The Supreme Court of the United States ruled in favor of the case of McCutcheon v. FEC on Wednesday and issued that the ban on the number of candidates and party committees to which an individual can contribute during a two-year election cycle is unconstitutional, according to the Washington Post.
What would have surely been the biggest April Fool’s Day joke of the year is sadly a very serious and unfortunate setback in the battle for fair and balanced election and campaign processes.
The decision further promotes the notion that monetary donations are a form of free speech.

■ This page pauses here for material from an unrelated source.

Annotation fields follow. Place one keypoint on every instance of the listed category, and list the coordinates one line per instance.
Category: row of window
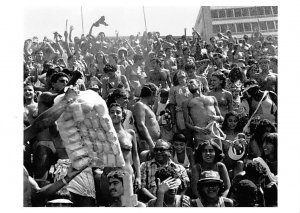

“This case represents yet another missed opportunity to right the course of our campaign finance jurisprudence by restoring a standard that is faithful to the First Amendment,” Justice Clarence Thomas wrote in his concurring opinion.
I can understand how money could be viewed as free speech, and I do not dispute that. Donating money is a form of expressing a favored viewpoint and that can’t be disputed.
What I do challenge is the elitist power-grab that this decision promotes.
Approximately 600 donors gave the maximum of the $123,200 amount during the 2012 campaign cycle, according to USA Today. It is only those roughly 600 people that this decision benefits, and 99 percent of Americans don’t make that much money in a year without taxes.
Certainly, in the spirit of competition, the ideal candidate is seemingly mythical. But as the parties become more polarized and the population becomes more moderate, will the candidates and overarching political environment become less and less representative?
While Chief Justice John Roberts’ opinion in the case attempts to persuade the public that corruption will be defeated through the transparency provided in the ruling, I remain hesitant to limit corruption to simply of monetary means.
I argue that it would be corrupt for partisan elites to have the power to essentially purchase the partisan candidates they favor, leaving the overwhelming majority of moderate America with a degrading decision between the lesser of two evils.
This decision only secures a heightened freedom of speech for the incredibly wealthy and partisan few that will demean the integrity of candidate selection.
Dewey Mullis, a junior criminal justice major from Wallburg, is an opinion writer.